Those of you following me on Twitter or Facebook will have seen that the past week or so has been a bit stressful, mainly due to naughty servers misbehaving. At work we have a set of redundant systems in production, so failures don't have too much impact (you still have to fix them of course, or your redundancy vanishes). It's in the staging and test areas where we have the most naughty-server fun, as we're trying out new features, newer versions of software or pushing systems to their limits to get a feel for how they will behave under load. However, on our test setup we don't have the redundancy, because they aren't critical systems and there's no great loss if they fall over.
This is just as well really, as we've had some interesting issues with Amazon's EC2 services, which provide the cloud computing infrastructure for some of our systems. It was Amazon who used to host Wikileaks, and have been under 'cyber-attack' by groups trying to take revenge for Wikileaks being kicked off.

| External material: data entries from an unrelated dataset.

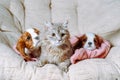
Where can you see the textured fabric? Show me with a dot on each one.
(98, 16)
(81, 53)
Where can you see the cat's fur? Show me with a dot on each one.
(56, 47)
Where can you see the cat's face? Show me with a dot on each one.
(57, 33)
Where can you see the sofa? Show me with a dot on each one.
(99, 16)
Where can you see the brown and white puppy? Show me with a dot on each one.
(27, 44)
(89, 41)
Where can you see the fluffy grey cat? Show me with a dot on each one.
(56, 47)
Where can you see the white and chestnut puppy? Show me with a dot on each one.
(27, 44)
(89, 41)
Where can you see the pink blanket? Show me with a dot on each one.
(81, 53)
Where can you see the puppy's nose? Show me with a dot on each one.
(89, 43)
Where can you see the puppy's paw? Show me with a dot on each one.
(63, 66)
(40, 64)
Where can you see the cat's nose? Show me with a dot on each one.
(89, 43)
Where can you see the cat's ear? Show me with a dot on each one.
(65, 24)
(48, 25)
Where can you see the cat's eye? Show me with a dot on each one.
(84, 40)
(28, 38)
(95, 40)
(37, 38)
(62, 34)
(53, 34)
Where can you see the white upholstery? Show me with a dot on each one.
(98, 16)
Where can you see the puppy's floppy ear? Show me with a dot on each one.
(98, 40)
(36, 30)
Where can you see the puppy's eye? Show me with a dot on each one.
(37, 38)
(53, 34)
(28, 38)
(62, 34)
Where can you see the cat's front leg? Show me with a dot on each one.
(41, 62)
(64, 65)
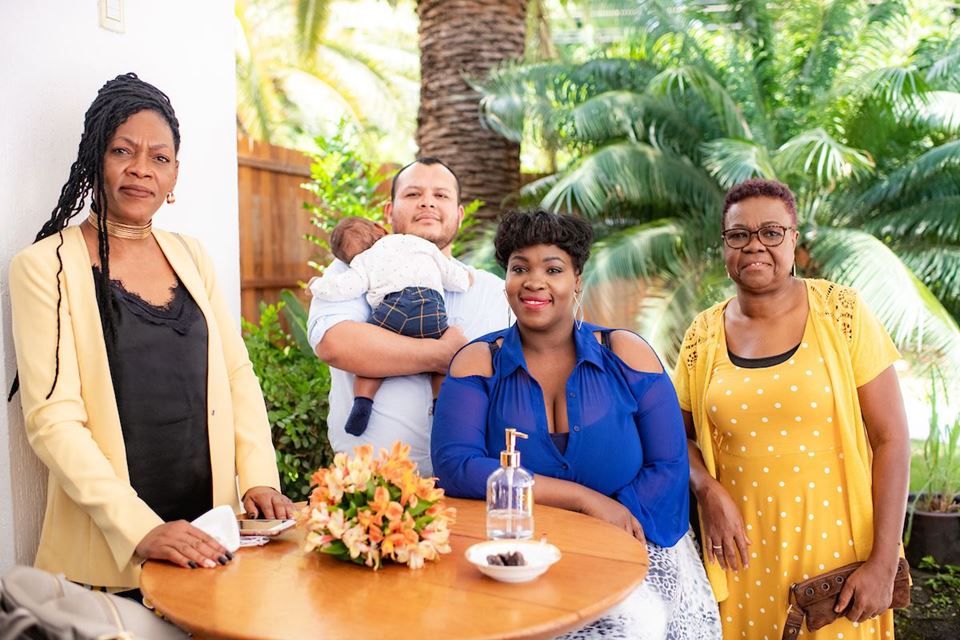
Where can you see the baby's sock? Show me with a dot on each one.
(359, 416)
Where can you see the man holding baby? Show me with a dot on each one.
(424, 202)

The problem can be summed up with this little spot the difference game:
Both charts are of data traffic into and out of our systems:the green area is incoming data, blue is outgoing to our data processing cluster.

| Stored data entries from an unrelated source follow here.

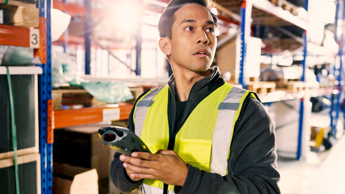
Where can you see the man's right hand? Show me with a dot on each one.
(165, 166)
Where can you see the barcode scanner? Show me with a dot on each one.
(122, 139)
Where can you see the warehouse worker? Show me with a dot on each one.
(206, 136)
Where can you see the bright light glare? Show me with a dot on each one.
(126, 15)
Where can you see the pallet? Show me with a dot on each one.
(261, 87)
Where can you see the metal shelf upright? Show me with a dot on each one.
(268, 7)
(45, 98)
(338, 71)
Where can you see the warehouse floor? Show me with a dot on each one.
(321, 172)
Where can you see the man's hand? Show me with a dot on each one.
(165, 166)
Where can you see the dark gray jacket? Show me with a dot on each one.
(252, 164)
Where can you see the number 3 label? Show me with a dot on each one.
(34, 38)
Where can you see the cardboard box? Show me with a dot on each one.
(24, 16)
(228, 57)
(81, 146)
(74, 180)
(25, 96)
(29, 173)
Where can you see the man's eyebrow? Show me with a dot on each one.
(210, 22)
(188, 21)
(193, 21)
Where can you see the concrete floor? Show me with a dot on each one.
(321, 172)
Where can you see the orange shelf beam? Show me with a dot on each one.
(67, 118)
(14, 36)
(74, 9)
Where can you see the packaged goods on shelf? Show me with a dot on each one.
(16, 56)
(81, 146)
(24, 16)
(29, 173)
(286, 117)
(74, 180)
(19, 2)
(25, 96)
(228, 57)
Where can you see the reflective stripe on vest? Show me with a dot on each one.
(222, 137)
(141, 109)
(204, 139)
(147, 189)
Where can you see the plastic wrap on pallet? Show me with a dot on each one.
(110, 92)
(18, 2)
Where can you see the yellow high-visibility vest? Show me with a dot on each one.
(204, 139)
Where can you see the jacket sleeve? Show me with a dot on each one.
(252, 164)
(118, 173)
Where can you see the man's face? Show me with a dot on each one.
(193, 42)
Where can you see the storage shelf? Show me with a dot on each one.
(133, 79)
(74, 9)
(67, 118)
(268, 7)
(14, 36)
(21, 70)
(281, 95)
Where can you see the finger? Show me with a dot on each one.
(141, 176)
(166, 152)
(137, 169)
(144, 155)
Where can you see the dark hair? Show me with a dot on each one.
(167, 19)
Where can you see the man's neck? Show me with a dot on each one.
(185, 81)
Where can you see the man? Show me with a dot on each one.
(205, 135)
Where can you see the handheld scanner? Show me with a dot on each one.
(122, 139)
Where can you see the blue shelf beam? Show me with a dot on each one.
(87, 38)
(246, 10)
(45, 102)
(338, 71)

Chart #1 shows what the traffic is supposed to look like: a gentle sinusoidal wave which rises and falls with demand. That's our production server. The outgoing data wobbles if we restart systems further down the processing chain - there's a trough when they stop consuming data, and a peak when the buffered data is sent on.
Chart #2 shows the main interface to our test servers: they tap into the live data stream but are isolated by a 'siphon' script, which usually provides an identical copy of our data, but disconnects in the event of any problems, so as to protect the live systems from any errant behaviour in testing. Thus, the green part of both graphs should be broadly the same shape if everything works correctly (the axes are different, as the blue line varies depending on the number of data consumers we have running).
Clearly, we had a problem. It looks like a 2 year old child has scribbled on it with crayons (to be fair, my drawing isn't much better). There are gaps, peaks and troughs all over the shop. Gaps indicate that our monitoring systems were unable to contact the server, and because it has been out of contact or slow for random periods the incoming data ceases to be a smooth line as the system 'catches-up' with the data stream, bursting stored data over to the test system.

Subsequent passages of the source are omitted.